Market Access and Logistics

Assessment of semi-automated system for counting, measuring and tracking of export logs

Conference presenter: Glen Murphy

C3 are New Zealand’s largest on-wharf logistics company, operating in 15 ports in New Zealand and Australis. Logs are C3’s biggest cargo by volume: the company handles tens of millions of individual logs each year.

Current log scaling systems are highly labour intensive, involving each individual log being measured, ticketed and recorded in a database by hand. At the end of the process, every log has to be accounted for and identified, and the right volume of logs from the right supplier must be delivered to the correct destination. It is a massive logistical challenge.

C3 are well underway with trials of prototype new ‘COM3TS ‘technology to increase levels of automation in log-scaling. The aim is to improve log-counting and measuring accuracy, and speed up the scaling process.  Results from a recent trial of combined photographic and wireless sensor technology were encouraging: the new technology reduced levels of bias and increased accuracy in the scaling process, and was 14-40% faster than the current manual scaling system.

Trials will continue, and automated log scaling will gradually be introduced across ports in NZ and internationally.

Presentation:   C3 Scanning Technology

Methyl bromide recapture: an innovative journey

Conference presenter: Mark Self – Genera

The race is on to find ways of dealing with methyl bromide (MBr), the fumigant used for phytosanitary treatment of logs on New Zealand’s wharfs before export. MBr is a greenhouse gas, and in 2020 its use will become highly restricted as a result of new regulations introduced by the EPA.

Different overseas markets for NZ logs have different phytosanitary requirements, and although a second gas, phosphine, has been successfully used to fumigate logs in ships’ holds while in transit, it does not meet the requirements of all markets, and is also more difficult to use that MBr.

Genera is the company leading the way in developing gas-liquid scrubbing technology for the re-capture of MBr after use in covered log stacks on wharf-side. Results from a 2017 trial indicated that 95% (+/- 2.8%) of MBr was recaptured using Genera technology: however more work is needed because of the EPA’s ever-shifting goal-posts.

Genera  2018-19 research directions:

  • optimising the gas-liquid scrubbing system
  • evaluation and evolution of two uniquely different scrubbing technologies.

Genera is a world-leader in research, development and use of alternative fumigants and phytosanitary systems, and its work and investment looks set to continue well into the future.

Presentation:  Methyl Bromide Recapture

Progress towards 2020: Phytosanitary treatments

Conference presenter: Ian Gear, STIMBR

The STIMBR research programme began in 2011, with the aim of developing new phytosanitary systems for logs and other forest products in response to warnings the use of methyl bromide would eventually be restricted if not banned altogether.

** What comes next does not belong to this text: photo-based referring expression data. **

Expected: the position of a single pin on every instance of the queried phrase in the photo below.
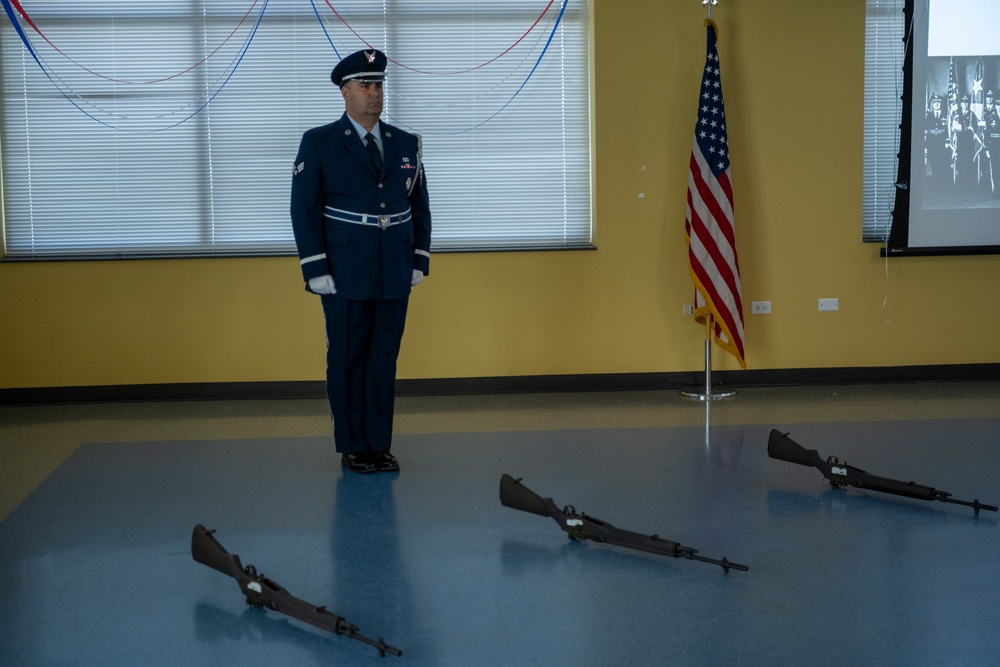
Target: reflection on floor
(98, 568)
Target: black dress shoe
(385, 462)
(361, 462)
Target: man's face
(363, 101)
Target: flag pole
(708, 394)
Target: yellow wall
(793, 77)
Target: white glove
(322, 285)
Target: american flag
(953, 121)
(709, 226)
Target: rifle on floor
(780, 446)
(580, 526)
(262, 592)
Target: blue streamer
(548, 43)
(27, 44)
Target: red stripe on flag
(709, 224)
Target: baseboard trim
(195, 391)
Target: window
(137, 129)
(884, 35)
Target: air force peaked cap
(360, 66)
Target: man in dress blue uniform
(362, 224)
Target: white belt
(380, 221)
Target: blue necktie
(373, 152)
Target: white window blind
(884, 48)
(169, 129)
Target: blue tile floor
(97, 566)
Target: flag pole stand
(707, 394)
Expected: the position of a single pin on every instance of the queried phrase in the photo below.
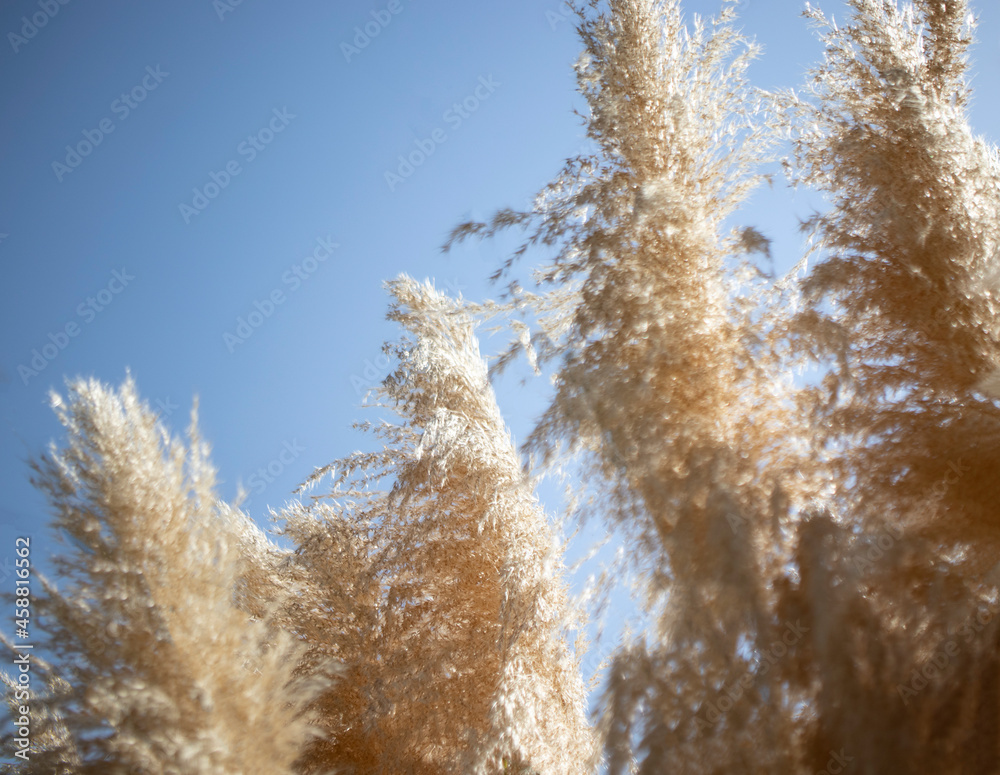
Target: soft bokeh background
(282, 401)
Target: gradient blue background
(295, 381)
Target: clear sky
(170, 169)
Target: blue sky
(229, 162)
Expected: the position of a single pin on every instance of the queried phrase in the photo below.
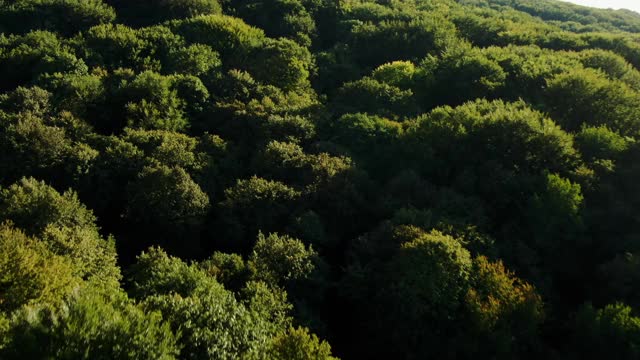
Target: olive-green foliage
(404, 159)
(61, 16)
(145, 12)
(208, 319)
(256, 204)
(166, 195)
(587, 97)
(231, 37)
(24, 58)
(281, 259)
(279, 18)
(64, 225)
(31, 273)
(89, 325)
(297, 343)
(154, 104)
(600, 143)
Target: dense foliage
(258, 179)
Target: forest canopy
(319, 179)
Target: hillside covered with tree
(319, 179)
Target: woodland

The programme has aimed to look for ways to maintain market access while forestry exports continue to grow, and identify a wider range of phytosanitary treatments which are cost-effective and environmentally acceptable.

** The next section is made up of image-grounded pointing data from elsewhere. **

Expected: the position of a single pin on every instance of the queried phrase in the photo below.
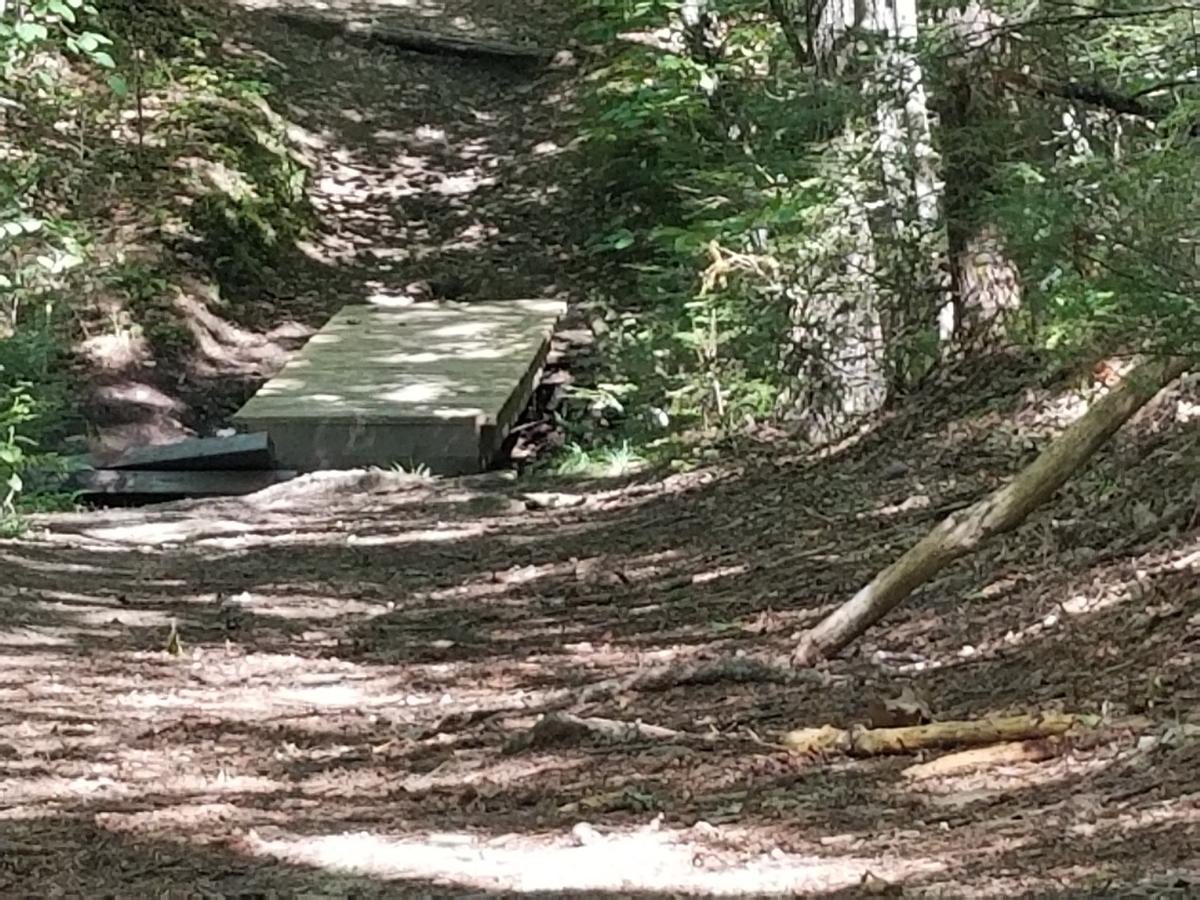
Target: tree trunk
(871, 324)
(963, 532)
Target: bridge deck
(437, 384)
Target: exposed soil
(359, 649)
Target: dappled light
(713, 450)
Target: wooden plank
(437, 384)
(238, 453)
(169, 485)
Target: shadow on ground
(359, 651)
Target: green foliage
(729, 185)
(129, 132)
(715, 178)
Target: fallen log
(963, 532)
(406, 39)
(934, 736)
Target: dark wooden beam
(241, 453)
(133, 485)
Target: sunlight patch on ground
(647, 859)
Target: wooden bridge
(431, 384)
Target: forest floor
(359, 651)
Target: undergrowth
(138, 156)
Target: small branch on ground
(1038, 731)
(565, 730)
(982, 757)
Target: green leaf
(30, 31)
(90, 41)
(61, 9)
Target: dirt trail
(359, 649)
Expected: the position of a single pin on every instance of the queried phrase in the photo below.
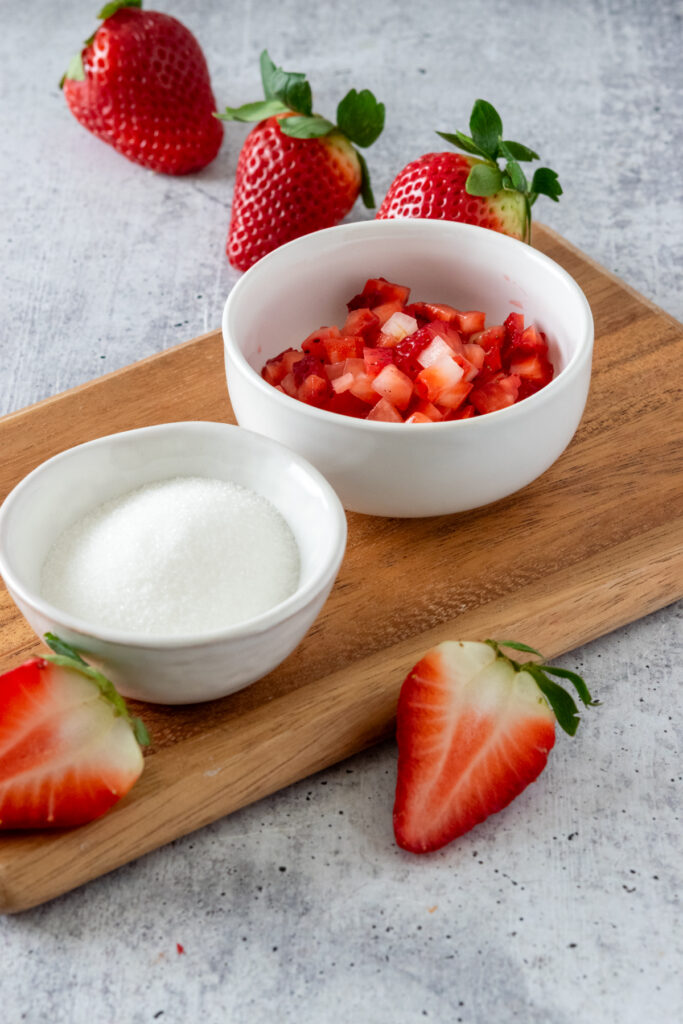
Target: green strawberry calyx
(68, 657)
(562, 704)
(359, 116)
(488, 177)
(76, 71)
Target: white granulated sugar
(178, 556)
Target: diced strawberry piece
(376, 292)
(407, 351)
(472, 734)
(450, 334)
(354, 366)
(440, 376)
(463, 413)
(393, 385)
(339, 349)
(469, 370)
(453, 397)
(433, 310)
(363, 388)
(532, 340)
(434, 351)
(471, 322)
(68, 750)
(376, 359)
(335, 370)
(493, 337)
(532, 367)
(305, 366)
(289, 385)
(474, 354)
(347, 404)
(314, 390)
(315, 342)
(274, 370)
(398, 326)
(361, 324)
(514, 326)
(342, 383)
(386, 311)
(385, 412)
(427, 409)
(498, 393)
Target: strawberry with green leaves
(69, 747)
(140, 83)
(473, 188)
(297, 171)
(474, 729)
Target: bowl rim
(279, 613)
(346, 232)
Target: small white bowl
(180, 669)
(411, 469)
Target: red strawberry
(69, 749)
(297, 172)
(141, 84)
(474, 728)
(473, 188)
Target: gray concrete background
(562, 908)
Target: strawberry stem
(561, 702)
(488, 178)
(359, 116)
(68, 657)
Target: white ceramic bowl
(183, 669)
(419, 469)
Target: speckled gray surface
(562, 908)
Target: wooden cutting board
(595, 543)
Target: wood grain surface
(593, 544)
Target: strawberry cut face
(472, 734)
(66, 757)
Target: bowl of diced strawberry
(425, 367)
(399, 361)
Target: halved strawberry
(69, 749)
(474, 728)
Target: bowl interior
(306, 284)
(62, 489)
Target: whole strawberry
(297, 172)
(473, 189)
(141, 84)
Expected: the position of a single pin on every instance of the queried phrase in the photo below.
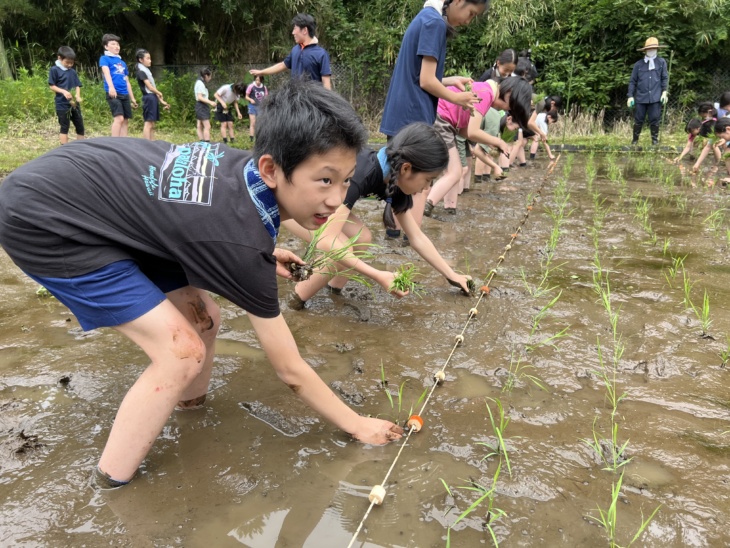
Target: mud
(255, 467)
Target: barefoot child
(133, 234)
(409, 163)
(62, 79)
(511, 93)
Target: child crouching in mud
(132, 234)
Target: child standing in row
(151, 97)
(119, 93)
(513, 93)
(202, 105)
(226, 96)
(255, 93)
(418, 80)
(63, 79)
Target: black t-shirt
(64, 79)
(94, 202)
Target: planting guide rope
(415, 422)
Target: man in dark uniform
(648, 90)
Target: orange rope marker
(377, 494)
(415, 423)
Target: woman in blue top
(407, 166)
(418, 79)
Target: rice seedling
(671, 272)
(608, 518)
(485, 494)
(725, 353)
(499, 425)
(518, 372)
(324, 256)
(404, 280)
(688, 285)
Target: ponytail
(422, 147)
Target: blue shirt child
(406, 101)
(64, 78)
(118, 71)
(311, 60)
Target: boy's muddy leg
(204, 315)
(179, 356)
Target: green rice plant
(715, 219)
(608, 518)
(725, 353)
(671, 272)
(485, 494)
(499, 425)
(688, 285)
(518, 372)
(703, 315)
(405, 280)
(323, 256)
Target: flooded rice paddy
(604, 339)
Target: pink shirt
(456, 115)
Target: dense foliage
(586, 47)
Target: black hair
(302, 119)
(421, 146)
(722, 125)
(305, 21)
(520, 99)
(556, 100)
(725, 99)
(526, 69)
(450, 30)
(707, 108)
(694, 123)
(109, 38)
(65, 52)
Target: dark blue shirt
(407, 102)
(310, 61)
(645, 85)
(64, 79)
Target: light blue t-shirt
(406, 101)
(118, 71)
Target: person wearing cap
(648, 90)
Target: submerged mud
(256, 467)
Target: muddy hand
(377, 431)
(283, 258)
(464, 283)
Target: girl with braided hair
(406, 166)
(418, 80)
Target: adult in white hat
(648, 89)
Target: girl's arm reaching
(425, 248)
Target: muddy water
(257, 468)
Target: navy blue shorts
(116, 293)
(150, 108)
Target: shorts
(66, 117)
(461, 145)
(221, 116)
(120, 106)
(202, 111)
(150, 108)
(116, 293)
(447, 131)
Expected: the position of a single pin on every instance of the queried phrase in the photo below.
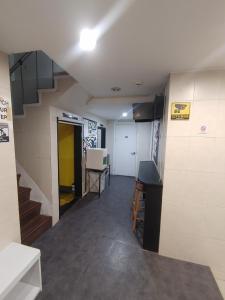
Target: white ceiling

The programme’s total spend to date is over $20million, with significant work underway or completed in the following areas:

  1. alternative fumigants
  2. tools for managing, monitoring and modelling fumigations
  3. reducing methyl bromide emissions
  4. non-fumigant risk management – ecological approaches
  5. non-fumigant risk management – physical treatments including joule heating and log debarking.

The current phase is investigating statutory processes and requirements for new technologies and systems; from 2020 onwards, research will move to implementation of some of the most promising new technologies.

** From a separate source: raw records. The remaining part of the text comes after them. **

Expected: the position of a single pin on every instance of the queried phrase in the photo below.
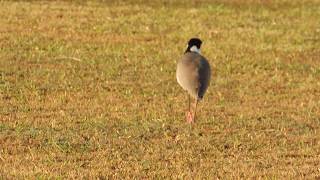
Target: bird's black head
(194, 45)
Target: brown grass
(88, 90)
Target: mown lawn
(88, 90)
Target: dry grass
(118, 112)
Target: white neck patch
(195, 49)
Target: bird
(193, 75)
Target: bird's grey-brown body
(193, 74)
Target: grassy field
(88, 90)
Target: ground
(88, 90)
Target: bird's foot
(189, 117)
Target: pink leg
(189, 117)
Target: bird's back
(193, 74)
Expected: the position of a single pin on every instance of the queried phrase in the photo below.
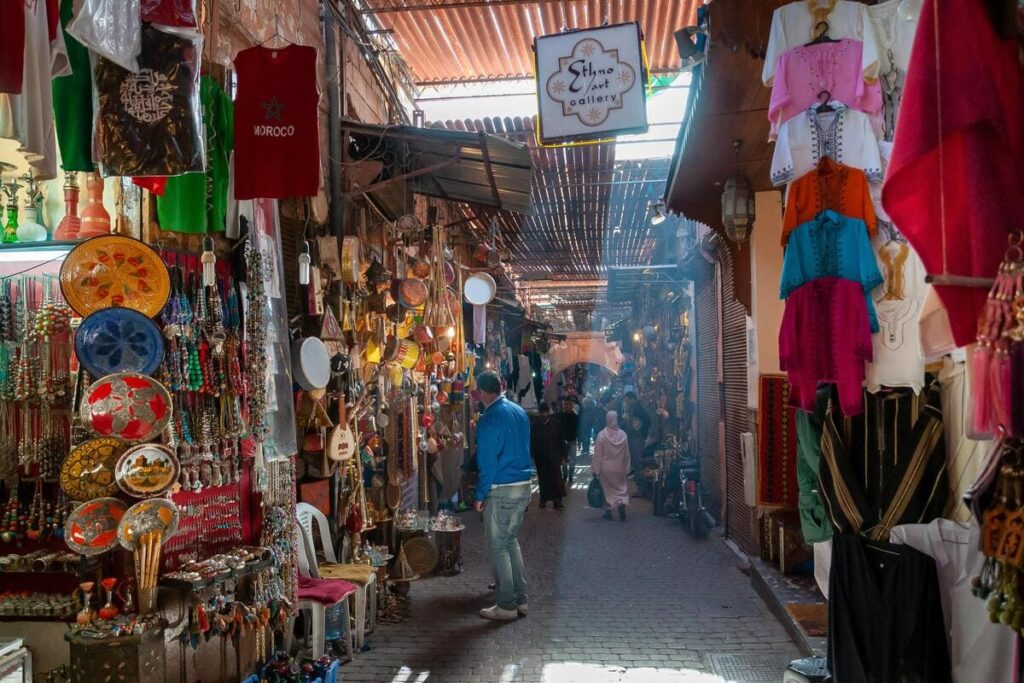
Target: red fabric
(155, 183)
(11, 45)
(52, 18)
(825, 337)
(276, 132)
(325, 591)
(179, 13)
(980, 86)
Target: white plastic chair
(317, 610)
(365, 595)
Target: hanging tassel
(209, 262)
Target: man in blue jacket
(503, 492)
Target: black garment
(570, 425)
(887, 466)
(548, 449)
(150, 122)
(885, 614)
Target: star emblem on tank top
(272, 109)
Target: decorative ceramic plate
(146, 470)
(118, 340)
(115, 271)
(157, 514)
(92, 527)
(131, 407)
(88, 471)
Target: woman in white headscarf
(611, 465)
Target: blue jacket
(503, 446)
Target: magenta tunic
(802, 73)
(825, 337)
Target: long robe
(611, 465)
(548, 446)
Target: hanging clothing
(803, 73)
(198, 202)
(276, 130)
(832, 246)
(887, 466)
(73, 101)
(894, 35)
(11, 47)
(965, 456)
(27, 119)
(972, 100)
(548, 449)
(828, 185)
(150, 122)
(898, 360)
(844, 134)
(885, 619)
(813, 519)
(825, 337)
(611, 465)
(979, 649)
(794, 25)
(112, 29)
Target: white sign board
(591, 84)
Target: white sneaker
(496, 613)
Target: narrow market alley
(609, 602)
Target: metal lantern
(737, 204)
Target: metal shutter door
(739, 517)
(709, 396)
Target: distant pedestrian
(503, 493)
(570, 432)
(611, 465)
(548, 446)
(636, 423)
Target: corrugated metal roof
(491, 170)
(446, 41)
(590, 212)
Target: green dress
(73, 102)
(198, 202)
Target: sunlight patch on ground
(573, 672)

Presentation:   EDN and Other Technologies

The Kawerau Container Terminal project

Conference presenter: Robert Radics, Scion

Scion researchers have modelled the economic, social and environmental implications of establishing a container packing and rail transhipment terminal in Kawerau. The terminal would be linked by rail to the Port of Tauranga. Exporters currently have limited access to rail services for containers in the eastern Bay of Plenty.

Drivers for the project were:

  • using heavy trucks for moving containers is time consuming and comes at a significant cost to exporters
  • the high number of heavy truck movements on State Highway 2 has negative social and environmental impacts.

A range of scenarios were evaluated, looking at different numbers of containers and other variables as follows:

  • cost changes in packing, storage, rail freight and road freight
  • number of exporters packing at Kawerau
  • truck size and/or weight limits
  • number of wagons per train limits
  • number of trains available to the terminal.

Key results included that by reducing truck movements (which could be reduced by at least 10,000 per annum) a significant number of road traffic fatalities could be avoided. In addition, the model projected that exporters would make significant cost savings, even in the least favourable scenarios.

The study was funded by regional and local government and industry groups. The decision has been made to go ahead with the terminal, and work has started on its design.